Der Kanton Zürich schafft mehr Medizinstudienplätze

Der Kanton Zürich reagiert auf den Ärztemangel und baut das Humanmedizinstudium aus: Ab 2030 werden an der medizinischen Fakultät der Uni Zürich jährlich 700 statt bisher 430 Studienplätze zur Verfügung stehen.

Der Kantonsrat sprach sich am Montag mit 174 Stimmen für den Objektkredit von 25 Millionen Franken für das Projekt «Med500+» und damit für den Ausbau der Studienplätze in Humanmedizin aus. Das Quorum für die Ausgabenbremse von 91 Stimmen wurde problemlos erreicht.
Mit «Med500+» werden die notwendigen Voraussetzungen geschaffen, um die Studienkapazitäten ab 2030 deutlich erhöhen zu können. Notwendig sind unter anderem Anpassungen am Curriculum, also am Studienplan. Das Studium soll praxisnäher werden und zeitgemässe Instrumente nutzen, etwa eine Simulationsklinik. Erforderlich sind auch zusätzliche Ausbildungsflächen im Umfang von rund 24'000 Quadratmetern sowie zehn neue Professuren mit insgesamt rund 140 Vollzeitstellen.
Das übergeordnete Ziel ist es, dem akuten Mangel an Ärztinnen und Ärzten durch die Ausbildung inländischer, hochqualifizierter Fachkräfte entgegenzuwirken. Derzeit stammten über 40 Prozent der in der Schweiz praktizierenden Ärztinnen und Ärzte aus dem Ausland.
Laut Studien könnten bis 2040 schweizweit zwischen 5500 und 8700 Ärztinnen und Ärzte fehlen. Derzeit stammten über 40 Prozent der praktizierenden Ärztinnen und Ärzte aus dem Ausland.
Diese Zahlen sprechen fürs sich. Und so war auch der Ausbau der Studienplätze in Humanmedizin im Kantonsrat unbestritten. «Das viele Geld, das wir für den Ausbau sprechen, dient dafür, dass wir mehr Ärztinnen und Ärzte ausbilden und weniger von ausländischen Fachkräften abhängig sind», sagte Sibylle Jüttner (SP, Andelfingen).

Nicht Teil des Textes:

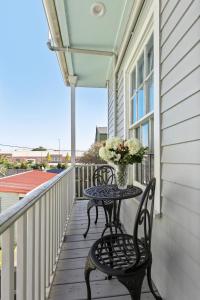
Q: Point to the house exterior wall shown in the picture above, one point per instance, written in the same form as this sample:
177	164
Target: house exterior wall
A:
176	238
120	103
111	108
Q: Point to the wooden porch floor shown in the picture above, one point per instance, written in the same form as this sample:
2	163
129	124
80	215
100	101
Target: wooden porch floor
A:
69	281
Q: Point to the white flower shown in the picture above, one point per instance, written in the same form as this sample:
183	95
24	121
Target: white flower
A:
105	154
113	143
117	158
134	145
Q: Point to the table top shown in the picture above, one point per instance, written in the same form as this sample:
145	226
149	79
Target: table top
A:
111	192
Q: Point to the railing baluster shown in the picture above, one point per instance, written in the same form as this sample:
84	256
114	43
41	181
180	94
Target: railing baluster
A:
21	257
79	182
51	231
7	271
43	249
31	254
83	181
48	238
40	220
37	248
87	176
54	226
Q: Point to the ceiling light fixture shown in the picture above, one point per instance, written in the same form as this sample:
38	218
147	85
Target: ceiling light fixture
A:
97	9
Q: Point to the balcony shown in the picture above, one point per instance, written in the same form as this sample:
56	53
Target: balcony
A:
43	249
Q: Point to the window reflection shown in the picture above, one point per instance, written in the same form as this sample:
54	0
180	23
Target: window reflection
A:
134	108
145	135
150	59
150	93
140	103
141	70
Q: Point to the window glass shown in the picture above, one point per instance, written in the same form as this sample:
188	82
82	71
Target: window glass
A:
150	60
133	82
134	109
141	106
138	133
145	134
150	94
141	70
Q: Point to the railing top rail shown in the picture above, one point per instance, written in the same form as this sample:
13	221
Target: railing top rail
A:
13	213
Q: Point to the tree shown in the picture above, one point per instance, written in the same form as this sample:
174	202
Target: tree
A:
92	155
40	148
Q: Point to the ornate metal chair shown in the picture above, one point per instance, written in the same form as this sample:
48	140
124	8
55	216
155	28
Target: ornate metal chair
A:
128	257
102	176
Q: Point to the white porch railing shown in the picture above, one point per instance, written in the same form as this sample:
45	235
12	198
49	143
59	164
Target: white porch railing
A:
33	229
83	178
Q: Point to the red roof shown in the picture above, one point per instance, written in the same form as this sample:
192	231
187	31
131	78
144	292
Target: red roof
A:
24	182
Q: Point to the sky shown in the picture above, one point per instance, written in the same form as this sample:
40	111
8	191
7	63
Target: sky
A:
34	102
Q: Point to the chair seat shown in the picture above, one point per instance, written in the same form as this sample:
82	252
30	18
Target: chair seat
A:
116	254
93	202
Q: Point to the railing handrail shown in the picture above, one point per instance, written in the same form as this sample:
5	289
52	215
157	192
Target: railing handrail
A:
13	213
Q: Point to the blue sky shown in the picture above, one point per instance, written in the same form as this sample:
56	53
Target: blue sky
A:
34	102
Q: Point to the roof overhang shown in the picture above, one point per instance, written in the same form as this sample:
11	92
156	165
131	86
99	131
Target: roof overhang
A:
87	45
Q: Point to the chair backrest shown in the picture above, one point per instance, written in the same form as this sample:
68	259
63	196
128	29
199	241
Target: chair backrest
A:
144	220
104	175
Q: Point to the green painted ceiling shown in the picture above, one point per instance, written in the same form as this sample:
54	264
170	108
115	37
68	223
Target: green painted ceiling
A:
79	29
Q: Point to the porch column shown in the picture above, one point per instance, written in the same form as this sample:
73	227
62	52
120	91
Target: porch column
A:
73	80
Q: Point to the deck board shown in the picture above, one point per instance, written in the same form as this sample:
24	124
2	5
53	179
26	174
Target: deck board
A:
69	283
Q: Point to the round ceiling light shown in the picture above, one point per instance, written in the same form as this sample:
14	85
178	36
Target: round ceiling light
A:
97	9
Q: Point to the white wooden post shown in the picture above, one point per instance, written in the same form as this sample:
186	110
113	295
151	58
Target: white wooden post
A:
73	80
21	257
7	271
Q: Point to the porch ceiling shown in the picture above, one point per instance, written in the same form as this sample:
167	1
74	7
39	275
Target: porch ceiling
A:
79	29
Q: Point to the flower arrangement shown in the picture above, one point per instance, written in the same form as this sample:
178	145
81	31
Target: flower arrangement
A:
122	152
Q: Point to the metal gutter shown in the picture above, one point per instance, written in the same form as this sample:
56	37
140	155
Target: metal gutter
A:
79	50
52	19
128	35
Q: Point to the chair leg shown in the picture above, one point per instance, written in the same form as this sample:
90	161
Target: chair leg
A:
150	283
88	227
88	268
95	222
133	283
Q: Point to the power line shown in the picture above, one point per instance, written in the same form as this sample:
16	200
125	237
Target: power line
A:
31	148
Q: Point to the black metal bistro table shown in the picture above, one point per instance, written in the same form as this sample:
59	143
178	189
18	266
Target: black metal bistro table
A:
111	192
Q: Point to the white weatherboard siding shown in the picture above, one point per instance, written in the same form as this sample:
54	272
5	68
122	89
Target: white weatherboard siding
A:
176	236
120	103
111	108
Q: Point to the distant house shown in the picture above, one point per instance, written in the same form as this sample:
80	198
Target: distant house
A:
35	156
101	134
13	188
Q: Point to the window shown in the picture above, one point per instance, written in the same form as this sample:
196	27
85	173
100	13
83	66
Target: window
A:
142	107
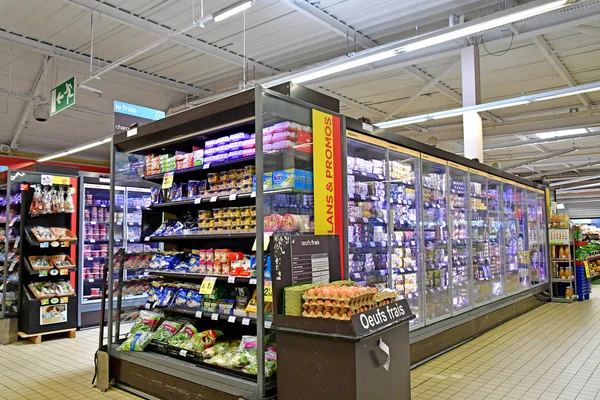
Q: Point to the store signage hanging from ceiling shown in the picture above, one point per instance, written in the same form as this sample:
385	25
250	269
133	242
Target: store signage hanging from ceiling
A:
327	164
63	96
128	114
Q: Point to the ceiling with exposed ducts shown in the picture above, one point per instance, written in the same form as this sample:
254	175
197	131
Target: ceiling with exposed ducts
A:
43	42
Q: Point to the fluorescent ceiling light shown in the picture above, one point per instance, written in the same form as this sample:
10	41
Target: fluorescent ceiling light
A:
52	156
232	10
75	150
566	132
494	105
432	39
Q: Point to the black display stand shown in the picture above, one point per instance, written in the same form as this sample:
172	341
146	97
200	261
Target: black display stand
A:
53	314
366	358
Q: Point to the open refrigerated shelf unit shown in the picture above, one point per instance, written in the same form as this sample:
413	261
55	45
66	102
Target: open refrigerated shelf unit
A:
205	204
94	224
426	223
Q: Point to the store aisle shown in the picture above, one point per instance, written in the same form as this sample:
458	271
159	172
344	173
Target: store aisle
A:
54	369
552	352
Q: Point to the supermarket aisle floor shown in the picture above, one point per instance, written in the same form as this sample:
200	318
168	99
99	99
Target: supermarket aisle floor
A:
552	352
55	369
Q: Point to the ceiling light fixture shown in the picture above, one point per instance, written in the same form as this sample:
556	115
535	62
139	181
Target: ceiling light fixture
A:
232	10
75	150
442	36
566	132
494	105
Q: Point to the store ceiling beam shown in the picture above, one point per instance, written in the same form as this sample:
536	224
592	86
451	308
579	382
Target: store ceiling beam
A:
589	30
562	171
453	132
331	22
424	77
351	103
545	157
28	106
576	180
425	88
559	67
127	18
61	52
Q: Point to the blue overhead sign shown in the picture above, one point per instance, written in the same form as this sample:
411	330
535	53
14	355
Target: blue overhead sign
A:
138	111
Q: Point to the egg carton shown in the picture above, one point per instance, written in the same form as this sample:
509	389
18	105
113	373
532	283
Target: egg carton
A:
337	314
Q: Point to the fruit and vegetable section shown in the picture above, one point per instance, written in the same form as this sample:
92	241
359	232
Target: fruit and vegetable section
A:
48	298
445	237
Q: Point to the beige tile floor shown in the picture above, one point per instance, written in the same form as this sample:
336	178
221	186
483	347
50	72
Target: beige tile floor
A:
552	352
55	369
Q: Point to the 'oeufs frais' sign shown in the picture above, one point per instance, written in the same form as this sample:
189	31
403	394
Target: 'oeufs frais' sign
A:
381	317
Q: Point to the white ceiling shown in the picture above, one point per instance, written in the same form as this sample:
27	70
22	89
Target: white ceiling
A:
285	35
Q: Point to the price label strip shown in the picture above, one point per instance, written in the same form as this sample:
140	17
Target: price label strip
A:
208	284
167	180
268	291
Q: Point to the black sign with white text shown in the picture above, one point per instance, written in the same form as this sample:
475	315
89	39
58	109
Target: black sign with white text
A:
381	317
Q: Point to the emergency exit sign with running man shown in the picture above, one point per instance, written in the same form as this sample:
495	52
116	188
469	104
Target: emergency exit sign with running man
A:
63	96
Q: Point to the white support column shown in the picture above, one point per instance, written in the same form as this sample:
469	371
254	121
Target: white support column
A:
471	88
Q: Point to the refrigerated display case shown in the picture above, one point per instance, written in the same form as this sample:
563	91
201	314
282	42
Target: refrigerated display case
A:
460	231
95	224
436	246
404	217
367	215
460	237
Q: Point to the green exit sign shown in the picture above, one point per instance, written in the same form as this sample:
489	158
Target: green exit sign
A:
63	96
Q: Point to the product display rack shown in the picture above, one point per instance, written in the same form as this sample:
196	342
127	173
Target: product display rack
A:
219	216
94	225
53	308
460	266
10	220
562	265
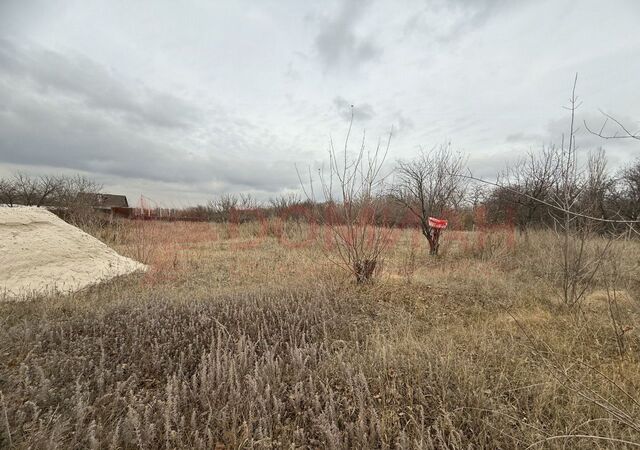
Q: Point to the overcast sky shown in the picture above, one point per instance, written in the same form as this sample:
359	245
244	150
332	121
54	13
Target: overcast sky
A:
181	101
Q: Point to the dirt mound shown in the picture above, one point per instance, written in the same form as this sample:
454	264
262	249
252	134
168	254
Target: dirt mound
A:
41	253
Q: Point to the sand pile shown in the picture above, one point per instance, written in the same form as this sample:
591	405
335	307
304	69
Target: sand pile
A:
41	253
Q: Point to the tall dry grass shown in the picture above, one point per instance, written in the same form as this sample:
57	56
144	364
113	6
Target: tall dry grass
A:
246	342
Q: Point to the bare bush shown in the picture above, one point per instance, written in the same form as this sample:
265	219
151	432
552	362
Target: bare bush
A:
351	190
430	185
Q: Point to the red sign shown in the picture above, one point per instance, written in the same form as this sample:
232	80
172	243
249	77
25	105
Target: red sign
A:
438	223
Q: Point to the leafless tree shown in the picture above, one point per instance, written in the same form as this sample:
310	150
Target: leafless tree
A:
351	188
572	198
525	183
429	185
621	131
8	192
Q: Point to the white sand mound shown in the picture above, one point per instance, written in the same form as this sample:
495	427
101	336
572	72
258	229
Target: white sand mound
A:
41	253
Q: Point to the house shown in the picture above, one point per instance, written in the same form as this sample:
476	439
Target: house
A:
108	201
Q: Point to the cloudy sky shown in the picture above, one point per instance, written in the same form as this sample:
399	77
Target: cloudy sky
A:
181	101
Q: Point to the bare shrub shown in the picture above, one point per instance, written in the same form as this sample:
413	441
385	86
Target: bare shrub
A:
351	189
428	186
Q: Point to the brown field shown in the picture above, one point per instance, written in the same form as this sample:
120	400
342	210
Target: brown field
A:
240	338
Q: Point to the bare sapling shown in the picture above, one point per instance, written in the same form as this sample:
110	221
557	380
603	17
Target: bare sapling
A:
575	197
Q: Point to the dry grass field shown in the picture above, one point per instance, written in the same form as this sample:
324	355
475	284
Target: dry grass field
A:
248	337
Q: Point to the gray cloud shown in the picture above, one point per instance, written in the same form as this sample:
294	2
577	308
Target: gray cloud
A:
97	86
361	112
462	17
337	43
75	116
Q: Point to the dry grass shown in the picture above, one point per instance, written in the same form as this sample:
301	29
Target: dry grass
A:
240	339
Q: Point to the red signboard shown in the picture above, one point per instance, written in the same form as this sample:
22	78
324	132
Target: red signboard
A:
438	223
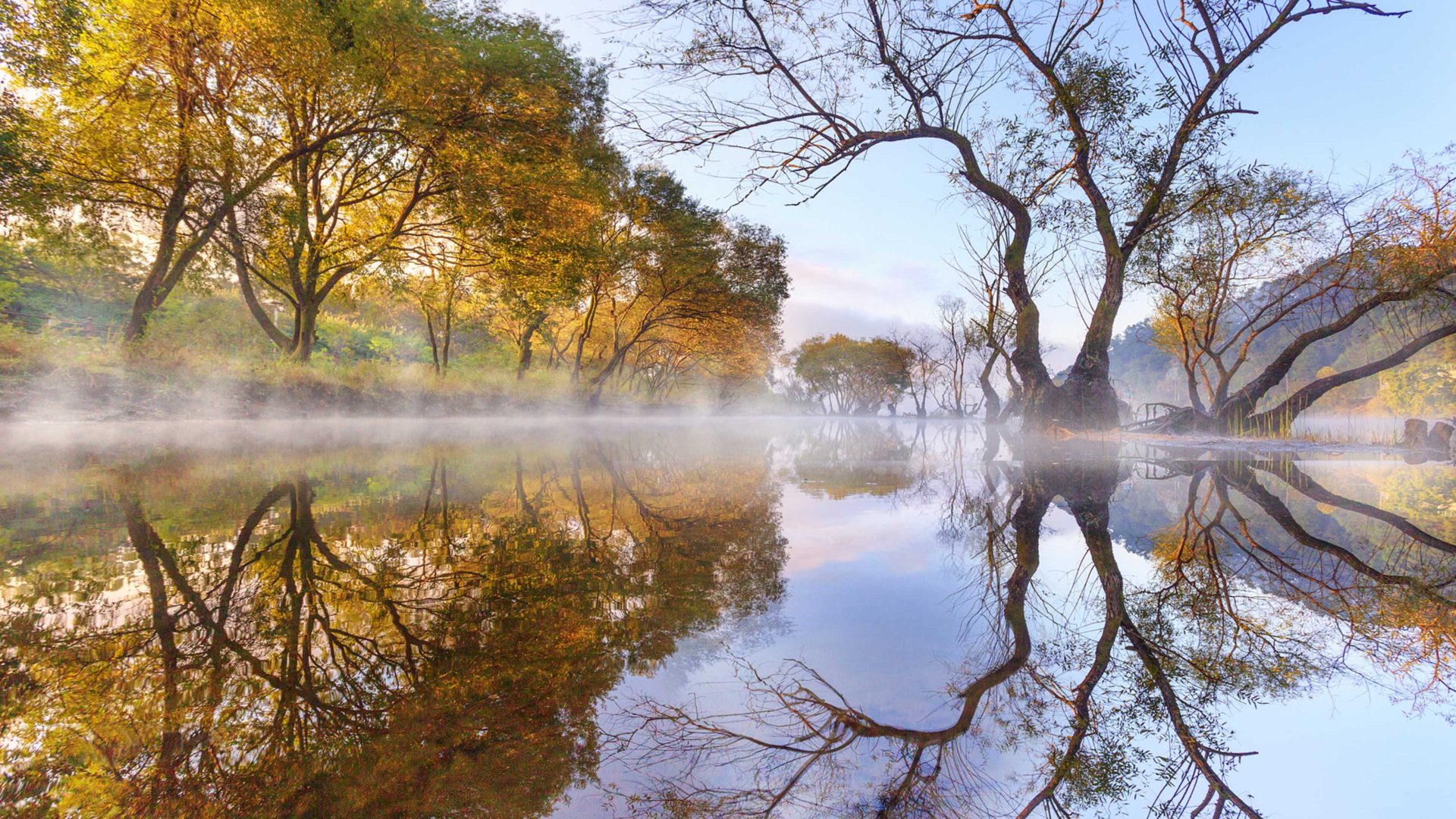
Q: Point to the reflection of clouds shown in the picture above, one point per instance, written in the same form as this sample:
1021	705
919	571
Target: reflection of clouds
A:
821	531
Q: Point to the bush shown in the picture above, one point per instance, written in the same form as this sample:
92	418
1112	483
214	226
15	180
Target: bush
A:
347	340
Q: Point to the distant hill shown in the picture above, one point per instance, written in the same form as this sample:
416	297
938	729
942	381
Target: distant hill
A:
1426	385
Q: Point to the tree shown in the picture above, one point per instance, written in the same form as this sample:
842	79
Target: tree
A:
691	273
927	368
156	112
443	102
1273	264
1126	129
854	376
957	343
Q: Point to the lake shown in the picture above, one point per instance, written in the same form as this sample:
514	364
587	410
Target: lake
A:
714	618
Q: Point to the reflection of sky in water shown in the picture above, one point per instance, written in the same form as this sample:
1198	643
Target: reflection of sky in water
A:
877	607
886	588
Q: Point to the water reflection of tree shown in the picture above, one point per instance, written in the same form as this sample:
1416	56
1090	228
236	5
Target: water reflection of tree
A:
1120	686
379	654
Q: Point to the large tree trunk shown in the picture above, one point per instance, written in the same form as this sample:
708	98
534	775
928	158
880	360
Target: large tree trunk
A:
532	325
305	333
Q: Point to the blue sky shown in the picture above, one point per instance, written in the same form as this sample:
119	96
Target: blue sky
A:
1345	95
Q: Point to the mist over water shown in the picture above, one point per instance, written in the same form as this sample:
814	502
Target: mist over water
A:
619	617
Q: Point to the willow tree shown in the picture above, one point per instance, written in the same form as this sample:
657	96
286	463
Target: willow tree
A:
1107	127
1272	264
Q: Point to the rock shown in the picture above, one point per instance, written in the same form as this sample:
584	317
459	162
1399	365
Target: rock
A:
1440	438
1414	435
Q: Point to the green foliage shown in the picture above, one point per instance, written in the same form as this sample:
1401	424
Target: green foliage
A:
348	340
1424	385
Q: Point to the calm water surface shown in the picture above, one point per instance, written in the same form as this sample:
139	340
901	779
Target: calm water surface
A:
714	618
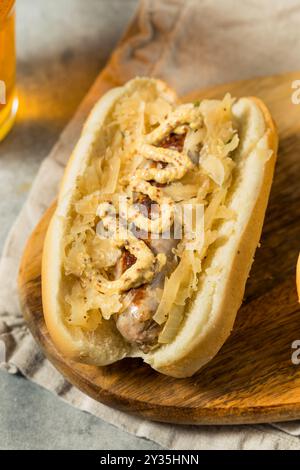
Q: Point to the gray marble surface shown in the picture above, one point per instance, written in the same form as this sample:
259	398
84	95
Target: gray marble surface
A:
61	46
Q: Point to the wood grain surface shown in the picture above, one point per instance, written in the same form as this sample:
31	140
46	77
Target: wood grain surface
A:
252	379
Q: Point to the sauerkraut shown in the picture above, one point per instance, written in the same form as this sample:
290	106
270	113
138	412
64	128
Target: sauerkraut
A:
141	119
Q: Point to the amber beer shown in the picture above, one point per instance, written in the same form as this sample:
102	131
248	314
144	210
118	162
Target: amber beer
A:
8	98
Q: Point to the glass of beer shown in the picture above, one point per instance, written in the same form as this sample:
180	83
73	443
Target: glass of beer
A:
8	97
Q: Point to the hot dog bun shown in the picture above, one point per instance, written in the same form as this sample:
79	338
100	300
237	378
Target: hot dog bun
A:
210	315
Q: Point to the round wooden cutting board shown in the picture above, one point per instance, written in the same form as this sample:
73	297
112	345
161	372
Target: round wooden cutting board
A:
252	379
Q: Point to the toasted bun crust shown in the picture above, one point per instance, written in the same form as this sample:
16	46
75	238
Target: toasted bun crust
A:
210	318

Der Bedarf steige auch in den nächsten Jahren. Gleichzeitig mahnte Jüttner: «Mehr Studienplätze alleine lösen das Problem nicht.» Ebenso zentral sei, dass die Arbeitsbedingungen in den Spitälern und Praxen verbessert würden.
Ähnlich sah es Reto Agosti (FDP, Küsnacht): Als Arzt sei er «hoch erfreut» über die zusätzlichen 270 Studienplätze. Sie sollen dazu dienen, den künftigen Fachärztemangel zu lindern oder beheben. Doch es bleibe bei ihm die Sorge, ob der Mangel tatsächlich behoben werde. Die Bevölkerung werde älter, medizinisch bedürftiger und wachse. «Zusätzliche Studienplätze entschärfen dies Situation nicht», sagte er.
Benjamin Walder (Grüne, Wetzikon) warnte vor einem «Rattenschwanz». Er sehe die Gefahr des «Gärtlidenkens» der Regierung, da der Schwerpunkt zu stark auf das Studium gelegt werde. Wichtig sei zudem, genügend Aus- und Weiterbildungsplätze bereitzustellen.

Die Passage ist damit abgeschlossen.